Active mode (with PORT command) means that client tells server to what address and port it should connect for data connection. The thing in its original form is completely incompatible with NAT, because client knows only about own local address and sends that to server. And of course server can’t connect to it.
For active mode to work behind dumb NAT, you’d need NAT-aware client that would get its external public address and send it to server, and additionally it would need to have ports forwarded to itself. In most cases it’s very unlikely config. So what happens is that routers often inspect traffic on port 21 and if they find FTP commands, they automatically rewrite addresses and dynamically forward ports to client. It works as long as there’s no encryption on control connection (but you probably don’t need to worry about that with 1998 client). Bigger problem is that not all routers have to do this.
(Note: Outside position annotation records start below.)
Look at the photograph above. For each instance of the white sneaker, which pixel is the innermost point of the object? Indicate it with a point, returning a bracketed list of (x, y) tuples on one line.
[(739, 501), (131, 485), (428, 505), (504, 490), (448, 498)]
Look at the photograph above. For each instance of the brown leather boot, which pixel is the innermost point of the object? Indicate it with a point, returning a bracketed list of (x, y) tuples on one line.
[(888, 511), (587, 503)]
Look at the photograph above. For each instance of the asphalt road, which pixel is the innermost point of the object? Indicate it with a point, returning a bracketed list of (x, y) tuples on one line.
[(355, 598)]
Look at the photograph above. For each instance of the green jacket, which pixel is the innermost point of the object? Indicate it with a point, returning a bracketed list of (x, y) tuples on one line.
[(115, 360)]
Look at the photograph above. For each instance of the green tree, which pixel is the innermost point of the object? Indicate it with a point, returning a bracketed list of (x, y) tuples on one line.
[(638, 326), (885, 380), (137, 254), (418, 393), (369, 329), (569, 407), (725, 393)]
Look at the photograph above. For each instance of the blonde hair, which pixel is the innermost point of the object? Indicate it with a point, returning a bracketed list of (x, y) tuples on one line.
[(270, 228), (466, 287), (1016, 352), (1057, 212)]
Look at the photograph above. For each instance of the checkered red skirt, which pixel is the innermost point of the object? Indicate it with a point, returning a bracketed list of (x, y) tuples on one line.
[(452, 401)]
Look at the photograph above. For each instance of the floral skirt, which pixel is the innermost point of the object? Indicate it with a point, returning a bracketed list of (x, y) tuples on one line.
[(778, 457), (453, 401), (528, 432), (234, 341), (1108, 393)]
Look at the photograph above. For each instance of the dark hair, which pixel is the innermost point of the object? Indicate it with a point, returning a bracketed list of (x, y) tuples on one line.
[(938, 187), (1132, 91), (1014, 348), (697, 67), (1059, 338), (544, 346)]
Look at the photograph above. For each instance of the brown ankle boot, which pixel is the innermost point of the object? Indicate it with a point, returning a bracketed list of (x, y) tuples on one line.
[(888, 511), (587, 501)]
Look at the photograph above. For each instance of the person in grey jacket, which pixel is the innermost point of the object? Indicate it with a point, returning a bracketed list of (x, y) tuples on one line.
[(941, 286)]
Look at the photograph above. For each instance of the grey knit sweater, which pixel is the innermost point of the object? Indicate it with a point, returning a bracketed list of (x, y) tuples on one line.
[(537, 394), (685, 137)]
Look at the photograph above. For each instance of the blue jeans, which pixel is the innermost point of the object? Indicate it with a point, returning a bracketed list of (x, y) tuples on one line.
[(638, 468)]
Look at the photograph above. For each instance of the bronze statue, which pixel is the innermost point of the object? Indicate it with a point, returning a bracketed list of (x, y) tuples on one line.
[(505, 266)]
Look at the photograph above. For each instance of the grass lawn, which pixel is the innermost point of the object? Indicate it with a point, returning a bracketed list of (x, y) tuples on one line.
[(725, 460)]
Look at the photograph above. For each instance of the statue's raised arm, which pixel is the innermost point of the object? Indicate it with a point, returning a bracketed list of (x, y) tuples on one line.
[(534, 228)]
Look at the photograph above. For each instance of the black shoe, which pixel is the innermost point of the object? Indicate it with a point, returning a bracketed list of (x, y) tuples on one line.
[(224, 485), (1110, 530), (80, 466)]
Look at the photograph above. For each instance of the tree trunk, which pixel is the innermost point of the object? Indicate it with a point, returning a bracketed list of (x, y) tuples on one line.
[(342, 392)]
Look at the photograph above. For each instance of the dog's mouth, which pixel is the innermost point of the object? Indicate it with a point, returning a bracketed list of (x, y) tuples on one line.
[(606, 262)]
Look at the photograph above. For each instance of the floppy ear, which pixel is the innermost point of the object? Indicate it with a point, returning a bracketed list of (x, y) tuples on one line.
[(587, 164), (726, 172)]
The right solution, if you need to stick with FTP, is to use passive mode. I don’t know what’s so special about your client, but if it doesn’t support it, it should be possible to find some replacement.
Yep! That’s the way I understand it as well. Classic FTP traffic:
SYN->ACK->SYNACK handshake:
client:randomport → server:21
server:21 → client:randomport
Then later:
client:randomport {PORT command, I would like you to connect back to me on port XXXX from port YYYY} → server:21
server:YYYY → client:XXXX
That’s the breakage. The second conversation for commands like LS. What a world the internet used to be. (I’m almost 40 years old). I’m asking the vendor to see if they can get their FTP client to talk in PASV mode.
I very much appreciate the time you’ve spent with me on this post. We’ve initiated with the slow-responding monster that is the vendor. We shall see what shakes out on the other side.